Update cadence & versioning
- Monthly refresh of data and scores with documented rule changes.
- Each refresh pins a ruleset version so month-over-month comparisons are valid.
Quality control
- Dual-source critical fields where possible.
- Automated diffs surface outliers for analyst review.
- Spot checks on top movers and large deltas.
Limitations
- Targeted/geo-specific offers may differ from public terms.

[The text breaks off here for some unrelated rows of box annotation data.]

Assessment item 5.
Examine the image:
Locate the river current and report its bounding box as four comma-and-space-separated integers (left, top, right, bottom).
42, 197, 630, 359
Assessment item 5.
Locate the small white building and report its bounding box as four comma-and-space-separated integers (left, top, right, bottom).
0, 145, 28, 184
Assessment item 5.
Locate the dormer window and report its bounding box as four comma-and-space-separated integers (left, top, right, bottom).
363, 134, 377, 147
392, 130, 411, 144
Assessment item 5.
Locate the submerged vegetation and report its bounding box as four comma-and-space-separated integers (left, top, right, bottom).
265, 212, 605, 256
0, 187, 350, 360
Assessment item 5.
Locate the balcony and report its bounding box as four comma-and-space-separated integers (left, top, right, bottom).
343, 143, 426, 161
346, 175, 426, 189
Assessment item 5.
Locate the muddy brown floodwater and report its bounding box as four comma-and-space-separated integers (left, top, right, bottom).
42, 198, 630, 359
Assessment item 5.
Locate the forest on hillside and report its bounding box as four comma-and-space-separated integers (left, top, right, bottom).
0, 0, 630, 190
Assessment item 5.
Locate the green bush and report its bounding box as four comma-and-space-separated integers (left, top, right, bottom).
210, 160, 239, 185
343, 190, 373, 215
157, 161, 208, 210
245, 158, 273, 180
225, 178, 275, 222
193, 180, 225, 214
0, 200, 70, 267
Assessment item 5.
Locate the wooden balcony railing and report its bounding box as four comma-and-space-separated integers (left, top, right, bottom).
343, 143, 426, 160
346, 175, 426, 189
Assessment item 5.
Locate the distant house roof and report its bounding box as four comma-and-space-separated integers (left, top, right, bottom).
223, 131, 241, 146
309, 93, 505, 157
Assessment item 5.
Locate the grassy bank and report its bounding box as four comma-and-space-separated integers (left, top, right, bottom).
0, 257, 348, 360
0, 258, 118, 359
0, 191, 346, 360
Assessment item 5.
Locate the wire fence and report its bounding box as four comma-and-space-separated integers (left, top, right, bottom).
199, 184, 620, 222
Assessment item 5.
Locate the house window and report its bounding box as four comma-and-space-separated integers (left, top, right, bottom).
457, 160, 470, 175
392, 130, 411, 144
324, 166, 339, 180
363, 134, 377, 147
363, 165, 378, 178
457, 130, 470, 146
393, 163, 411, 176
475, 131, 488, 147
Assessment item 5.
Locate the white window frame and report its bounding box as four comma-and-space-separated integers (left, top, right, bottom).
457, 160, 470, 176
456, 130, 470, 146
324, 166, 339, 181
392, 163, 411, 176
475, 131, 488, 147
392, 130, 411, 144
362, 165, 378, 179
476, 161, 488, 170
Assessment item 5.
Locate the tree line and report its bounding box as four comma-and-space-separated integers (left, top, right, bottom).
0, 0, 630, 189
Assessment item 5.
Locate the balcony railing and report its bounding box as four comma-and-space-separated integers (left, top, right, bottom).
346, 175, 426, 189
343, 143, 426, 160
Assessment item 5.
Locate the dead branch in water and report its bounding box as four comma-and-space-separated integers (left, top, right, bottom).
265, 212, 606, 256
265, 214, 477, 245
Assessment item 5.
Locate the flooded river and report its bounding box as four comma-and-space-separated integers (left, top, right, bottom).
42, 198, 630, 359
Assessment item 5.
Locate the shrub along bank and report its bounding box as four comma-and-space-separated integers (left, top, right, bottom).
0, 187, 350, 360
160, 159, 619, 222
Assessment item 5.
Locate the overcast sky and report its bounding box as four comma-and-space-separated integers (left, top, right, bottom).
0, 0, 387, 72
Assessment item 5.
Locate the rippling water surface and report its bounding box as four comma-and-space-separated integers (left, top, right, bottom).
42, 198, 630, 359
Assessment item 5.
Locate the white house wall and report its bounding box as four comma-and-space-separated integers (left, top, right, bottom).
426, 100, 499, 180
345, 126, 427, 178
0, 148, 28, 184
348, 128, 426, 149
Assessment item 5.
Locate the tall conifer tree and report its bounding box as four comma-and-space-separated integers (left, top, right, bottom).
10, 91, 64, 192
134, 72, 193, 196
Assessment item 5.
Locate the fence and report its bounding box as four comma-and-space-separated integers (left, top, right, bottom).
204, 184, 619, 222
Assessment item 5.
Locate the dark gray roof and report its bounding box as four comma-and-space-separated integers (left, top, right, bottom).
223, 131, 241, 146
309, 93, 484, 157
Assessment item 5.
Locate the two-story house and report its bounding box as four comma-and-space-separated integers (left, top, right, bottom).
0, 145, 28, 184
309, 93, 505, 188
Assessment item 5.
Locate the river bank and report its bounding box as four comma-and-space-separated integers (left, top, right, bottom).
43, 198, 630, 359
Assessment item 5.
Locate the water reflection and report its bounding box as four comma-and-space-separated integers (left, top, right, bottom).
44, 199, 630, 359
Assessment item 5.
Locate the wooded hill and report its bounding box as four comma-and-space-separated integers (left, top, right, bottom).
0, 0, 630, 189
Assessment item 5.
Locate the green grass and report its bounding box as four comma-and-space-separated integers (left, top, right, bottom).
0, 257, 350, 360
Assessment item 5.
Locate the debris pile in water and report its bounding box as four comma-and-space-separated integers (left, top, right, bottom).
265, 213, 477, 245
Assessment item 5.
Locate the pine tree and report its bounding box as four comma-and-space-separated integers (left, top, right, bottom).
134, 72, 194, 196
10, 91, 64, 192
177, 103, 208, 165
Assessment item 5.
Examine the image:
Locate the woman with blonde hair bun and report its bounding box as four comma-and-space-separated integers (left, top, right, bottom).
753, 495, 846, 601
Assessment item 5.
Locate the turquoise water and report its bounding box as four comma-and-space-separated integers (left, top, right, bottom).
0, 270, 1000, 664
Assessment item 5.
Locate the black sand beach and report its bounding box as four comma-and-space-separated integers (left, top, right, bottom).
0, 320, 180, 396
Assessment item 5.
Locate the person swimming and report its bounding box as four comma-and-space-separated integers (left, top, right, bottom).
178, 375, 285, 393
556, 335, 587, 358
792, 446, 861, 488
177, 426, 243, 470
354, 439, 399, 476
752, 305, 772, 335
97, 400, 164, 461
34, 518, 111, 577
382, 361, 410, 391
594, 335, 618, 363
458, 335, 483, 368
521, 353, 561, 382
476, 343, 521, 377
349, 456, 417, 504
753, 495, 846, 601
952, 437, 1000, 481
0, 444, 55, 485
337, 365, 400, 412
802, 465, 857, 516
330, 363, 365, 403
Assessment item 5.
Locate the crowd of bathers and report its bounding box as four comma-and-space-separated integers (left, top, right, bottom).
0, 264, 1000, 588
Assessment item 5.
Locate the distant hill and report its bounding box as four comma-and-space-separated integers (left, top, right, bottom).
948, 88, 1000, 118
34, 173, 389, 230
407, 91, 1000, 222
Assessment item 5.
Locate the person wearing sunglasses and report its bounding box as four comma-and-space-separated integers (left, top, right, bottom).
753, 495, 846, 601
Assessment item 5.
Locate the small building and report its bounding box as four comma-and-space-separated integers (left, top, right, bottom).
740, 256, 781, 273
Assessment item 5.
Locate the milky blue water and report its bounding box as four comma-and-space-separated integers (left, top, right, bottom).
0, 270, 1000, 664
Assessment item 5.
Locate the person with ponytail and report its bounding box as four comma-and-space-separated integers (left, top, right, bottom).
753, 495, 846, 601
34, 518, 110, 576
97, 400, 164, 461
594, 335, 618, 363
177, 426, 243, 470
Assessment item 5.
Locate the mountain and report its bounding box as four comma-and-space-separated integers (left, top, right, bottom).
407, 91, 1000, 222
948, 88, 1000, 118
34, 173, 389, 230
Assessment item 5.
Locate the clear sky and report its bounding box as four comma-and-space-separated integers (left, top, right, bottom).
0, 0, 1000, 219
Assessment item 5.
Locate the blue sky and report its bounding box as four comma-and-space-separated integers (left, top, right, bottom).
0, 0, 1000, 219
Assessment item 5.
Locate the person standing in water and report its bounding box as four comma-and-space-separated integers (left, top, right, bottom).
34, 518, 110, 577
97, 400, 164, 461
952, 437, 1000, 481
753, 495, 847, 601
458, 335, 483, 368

- Redemption value varies by traveler; we use conservative baselines.
- Realized results vary with spend pattern—use cohorts or custom filters for fit.
FAQ
Is CCVI financial advice? No—it’s a standardized comparison framework to speed analysis.
Can we customize weights? The core model uses no fixed weights. We can tailor spend mixes (cohorts) or filter sets; if needed we can produce “what-if” variants for research, but default CCVI remains unweighted.
Why can scores change month-to-month? Terms and promos change; we refresh monthly and pin a version for each update.
How do limited-time offers affect scores? They help while active; after expiry they’re removed or decayed per versioned rules.